The current study has some limitations. First, it did not measure corticospinal excitability in patients, and lacks an exploration of the underlying mechanism of action of iTBS. future studies should include more detection tools (such as Functional magnetic resonance imaging (fMRI), TMS-EEG, and functional near-infrared spectroscopy) for assessing changes in multiple brain regions and performing a systematic assessment of the sensory-cortical-motor circuit. Secondly, although the sample size of this study was strictly estimated, a multicentre, large sample, randomized, double-blind, and controlled clinical trials is required to further verify the reported findings. Finally, no long-term follow-up was performed in the current study, and it is well known that the most important criteria for evaluating neuromodulation techniques are mid- and long-term efficacy and whether the effect of neuromodulation treatment can be maintained in the long-term.
A 9 week treatment with cerebral iTBS combined with physical therapy may have a positive short-term effect on lower extremity movement and recovery of daily living ability in patients with SCI, although the clinically relevant mechanism induced by iTBS remains unclear.

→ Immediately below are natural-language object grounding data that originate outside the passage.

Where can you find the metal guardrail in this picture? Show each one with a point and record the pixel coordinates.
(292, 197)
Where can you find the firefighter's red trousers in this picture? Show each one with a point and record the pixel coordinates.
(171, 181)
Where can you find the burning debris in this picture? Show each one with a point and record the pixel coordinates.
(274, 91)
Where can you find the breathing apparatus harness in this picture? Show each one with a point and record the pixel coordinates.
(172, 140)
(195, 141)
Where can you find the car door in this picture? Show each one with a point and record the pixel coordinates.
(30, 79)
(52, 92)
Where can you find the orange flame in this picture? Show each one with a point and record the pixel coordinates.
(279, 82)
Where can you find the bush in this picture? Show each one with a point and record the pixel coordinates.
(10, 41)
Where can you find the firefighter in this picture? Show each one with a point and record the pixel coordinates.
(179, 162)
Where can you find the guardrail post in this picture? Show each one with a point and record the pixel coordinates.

Further studies with longer intervention periods and larger study populations are needed to explore the mechanism through which iTBS could promote muscle strength recovery in patients with SCI, in order to better guide clinical application.

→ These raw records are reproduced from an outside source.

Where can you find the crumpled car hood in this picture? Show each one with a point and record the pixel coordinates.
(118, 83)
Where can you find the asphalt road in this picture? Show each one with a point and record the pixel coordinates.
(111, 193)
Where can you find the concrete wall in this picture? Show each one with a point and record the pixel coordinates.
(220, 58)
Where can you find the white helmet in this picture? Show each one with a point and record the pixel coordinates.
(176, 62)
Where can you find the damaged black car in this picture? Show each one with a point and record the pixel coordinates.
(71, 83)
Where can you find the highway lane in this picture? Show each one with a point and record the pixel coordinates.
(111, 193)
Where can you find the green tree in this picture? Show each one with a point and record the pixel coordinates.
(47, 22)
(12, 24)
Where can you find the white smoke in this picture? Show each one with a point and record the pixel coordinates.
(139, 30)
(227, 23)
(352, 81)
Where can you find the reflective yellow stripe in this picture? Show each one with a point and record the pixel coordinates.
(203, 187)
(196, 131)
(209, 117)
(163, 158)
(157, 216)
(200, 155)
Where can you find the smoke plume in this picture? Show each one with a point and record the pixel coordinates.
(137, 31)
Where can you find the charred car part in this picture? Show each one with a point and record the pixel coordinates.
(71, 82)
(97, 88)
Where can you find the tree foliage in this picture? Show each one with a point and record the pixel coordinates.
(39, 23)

This study was supported by the Key Research and Development Program of Anhui Province, China (202004J07020040 to XJ Feng), Program of Clinical and Basic Cooperative Research of Anhui Medical University, China (2020skjT043 to XJ Feng), Scientific research project of Health Commission of Fuyang City, Anhui Province (FY2021-125 to XJ Feng) and Scientific Research Fund project of Anhui Medical University (2020xkj030 to Y Jiang), Project of Anhui Medical University Teaching Quality Research (2021xjjyxm49 to XJ Feng), Second Affiliated Hospital of Anhui Medical University-Hefei Institute of Intelligent Machinery, Chinese Academy of Sciences “Chronic Disease Prevention and Control Joint Research Fund” (MBLHJ202006 to Y Liu).
The current study was performed in accordance with the ethics standards set out in the 1964 Declaration of Helsinki (revised 2013). This study was approved by the Clinical Research Ethics Committee of the Second Affiliated Hospital of Anhui Medical University (registration number: SL-LC2019037 (F1). The study protocol was registered with the Chinese Clinical Trial Registry (clinical registration number: ChiCTR2200059431). All methods were carried out in accordance with relevant guidelines and regulations.
All data generated or analysed during this study are included in this published article.